Scott mentions Winters's attempt to establish a new canon, but that's not Scott's central interest. Rather, he is concerned to show that Winters was one of the artist-critics at mid-century whose careers were troubled by growing conflicts. These were the modern writers who first, to put it succinctly, turned to college teaching to pay the bills while working on their art on the side.
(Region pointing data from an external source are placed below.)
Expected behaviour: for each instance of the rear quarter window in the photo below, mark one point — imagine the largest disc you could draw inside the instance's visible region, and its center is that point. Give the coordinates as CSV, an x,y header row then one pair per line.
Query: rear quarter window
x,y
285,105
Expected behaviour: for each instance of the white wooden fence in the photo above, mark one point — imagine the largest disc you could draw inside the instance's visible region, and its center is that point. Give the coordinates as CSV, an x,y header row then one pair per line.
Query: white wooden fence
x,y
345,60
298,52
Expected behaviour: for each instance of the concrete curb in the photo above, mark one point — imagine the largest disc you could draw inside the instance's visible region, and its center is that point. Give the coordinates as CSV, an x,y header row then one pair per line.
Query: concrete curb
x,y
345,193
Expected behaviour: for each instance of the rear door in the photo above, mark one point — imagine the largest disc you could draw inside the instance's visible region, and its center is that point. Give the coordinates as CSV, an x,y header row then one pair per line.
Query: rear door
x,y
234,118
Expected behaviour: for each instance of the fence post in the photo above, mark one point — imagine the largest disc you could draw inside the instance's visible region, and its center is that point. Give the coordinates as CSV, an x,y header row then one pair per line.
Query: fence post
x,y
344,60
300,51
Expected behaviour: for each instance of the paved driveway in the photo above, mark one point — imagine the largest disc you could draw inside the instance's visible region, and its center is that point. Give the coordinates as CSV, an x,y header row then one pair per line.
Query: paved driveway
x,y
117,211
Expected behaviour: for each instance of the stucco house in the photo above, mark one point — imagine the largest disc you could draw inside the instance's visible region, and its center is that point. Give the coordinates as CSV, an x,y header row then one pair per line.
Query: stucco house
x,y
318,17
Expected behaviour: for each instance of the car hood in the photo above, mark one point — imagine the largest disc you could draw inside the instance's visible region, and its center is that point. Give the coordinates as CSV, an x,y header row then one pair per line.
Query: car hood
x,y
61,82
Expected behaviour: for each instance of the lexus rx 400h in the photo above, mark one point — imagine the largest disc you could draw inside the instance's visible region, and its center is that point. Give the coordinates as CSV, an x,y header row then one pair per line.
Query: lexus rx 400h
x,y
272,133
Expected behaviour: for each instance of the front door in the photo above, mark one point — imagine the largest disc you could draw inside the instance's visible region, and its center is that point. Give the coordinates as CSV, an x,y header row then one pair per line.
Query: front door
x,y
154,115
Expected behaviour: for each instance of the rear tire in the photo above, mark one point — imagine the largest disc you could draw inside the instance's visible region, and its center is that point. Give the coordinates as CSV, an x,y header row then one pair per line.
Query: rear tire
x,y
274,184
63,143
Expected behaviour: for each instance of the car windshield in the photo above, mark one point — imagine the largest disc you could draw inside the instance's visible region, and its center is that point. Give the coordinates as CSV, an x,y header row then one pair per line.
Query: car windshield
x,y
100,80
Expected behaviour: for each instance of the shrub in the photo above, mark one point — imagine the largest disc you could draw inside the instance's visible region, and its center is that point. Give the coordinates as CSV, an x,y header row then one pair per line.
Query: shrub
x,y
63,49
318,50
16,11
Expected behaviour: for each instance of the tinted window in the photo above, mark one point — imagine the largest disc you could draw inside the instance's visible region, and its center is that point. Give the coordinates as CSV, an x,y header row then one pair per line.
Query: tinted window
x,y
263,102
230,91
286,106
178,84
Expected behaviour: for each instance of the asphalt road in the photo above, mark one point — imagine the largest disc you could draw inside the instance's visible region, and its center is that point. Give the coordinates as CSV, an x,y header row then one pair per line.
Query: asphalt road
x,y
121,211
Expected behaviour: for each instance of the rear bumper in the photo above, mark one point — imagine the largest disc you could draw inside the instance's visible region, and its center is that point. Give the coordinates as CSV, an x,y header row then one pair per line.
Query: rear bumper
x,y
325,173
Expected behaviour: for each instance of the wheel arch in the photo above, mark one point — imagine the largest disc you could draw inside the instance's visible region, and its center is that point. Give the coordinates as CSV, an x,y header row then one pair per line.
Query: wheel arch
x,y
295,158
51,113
This section of Scott's book is insightful and thought-provoking. But he does make a number of silly mistakes concerning Winters. For one, he trots out the notion that Winters considered the poetry of Barnabe Googe to be the finest work of the English Renaissance. This is just plain false. Winters did consider Googe to have written a few sound and valuable short poems, but he did not consider him one of the greats of English literature nor the finest Renaissance poet, as Scott implies. For someone who later says that Winters's work deserves wider and deeper study, this is a foolish mistake to make, and odd, too, considering the final word in that subtitle. Winters did rank the poetry of Jones Very far above that of Whitman, as Scott claims. But he seems not to be aware of Winters's higher judgment of Emily Dickinson and Frederick Godard Tuckermen. It's strange to me that so often those few who nowadays write that Winters is deserving of deeper study find it necessary to go out of their way to leave the impression that he was a nut and a crank.
Scott's various misinterpretations of Winters, small and large, in the brief paragraphs he devotes to his critical thought deserve a rejoinder. I'll have to get up the gumption to offer one. Nonetheless, Scott gets a few things right, and it's encouraging to see Winters discussed in any venue of wide literary notice.